Edna was like a sentry filling the doorway and blocking their way. ‘Keep your distance. I don’t want the other two getting sick.’
She looked tired and agitated. Perhaps a little good news might help. ‘I’ve seen Susan, Edna.’
Edna nodded, her eyes seeming like saucers in her pinched, pale face. ‘I know. Will you give her my love?’
Janet hesitated in replying. How could she possibly explain to a distraught woman how careful she had to be? She nodded anyway. ‘Yes. Of course I will.’
‘I’m sorry.’ Edna started to close the door.
‘Wait!’ Janet grabbed the door and dropped her voice. ‘Have you received the letters my mother sent?’
Edna glanced nervously over her shoulder then nodded.
‘But you haven’t …’ She’d been about to ask whether she’d told Colin, but he chose that moment to appear at the window. He waved and looked as if he were about to open it.
Seeing him there made Edna agitated. ‘You’d better go.’
‘All right.’
There was n
o need to ask whether Colin knew anything about the letters. It was obvious he did not.
Chapter Nineteen
As Edna turned right at the top of Wedmore Vale, she blessed the day back in 1945 when she’d met Polly and Charlotte on Temple Meads Station. They’d been there when she needed them, just as now.
She arrived at Polly’s house in Camborne Crescent at around nine thirty. Although both Janet and her mother had stressed that visiting was not allowed at Saltmead, Edna refused to believe it.
‘I’m sure they wouldn’t refuse a worried mother,’ she said when Janet had told her of how she read stories to Susan almost every night.
‘They won’t let you in,’ Janet had stressed again. ‘Please understand that.’
Edna had pretended that she accepted what Janet said as fact, but her determination to see her child was too great to be denied. Polly had agreed to go with her to the sanatorium. No one else, not even Colin, had been told she was going.
Impatient to get going, she blew the horn so Polly would know she was there. ‘Hurry up,’ she whispered, taking care not to meet the gaze of a group of gossiping women with meaty arms across wide stomachs. Probably wondering who I am, she thought, perhaps surprised to see a woman rather than a man calling for Polly in a car. Polly had always had a bit of a reputation and was almost boastful about it.
Not bothering to turn the engine off, she tapped the steering wheel as she waited, taking a glance at her watch, then at the street, anything to make time pass more quickly.
Camborne Crescent was not a place she would choose to live in and today it seemed drearier than ever.

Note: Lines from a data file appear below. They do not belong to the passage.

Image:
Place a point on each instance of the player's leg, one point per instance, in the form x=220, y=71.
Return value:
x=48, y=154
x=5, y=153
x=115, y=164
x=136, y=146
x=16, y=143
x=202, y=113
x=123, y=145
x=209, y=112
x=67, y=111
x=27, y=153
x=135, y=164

A grey sky hung over the red-brick houses, and sweet wrappers whirled across the pavement in a cold wind, finally seeking shelter beneath the straggly privets. The remains of Coronation bunting hung ragged and dripping with recent rain from between the streetlights. No one had bothered to take them down. They’d probably be there next year, she thought ruefully, or even longer.
Polly came dashing out of the house, made up to the nines and flouncing down the path in a full-skirted dress with penny-sized black spots scattered on a white background matched with a black bolero jacket. As if she were off to a party, thought Edna, and smiled. Even after all these years, Polly was still a bundle of energy.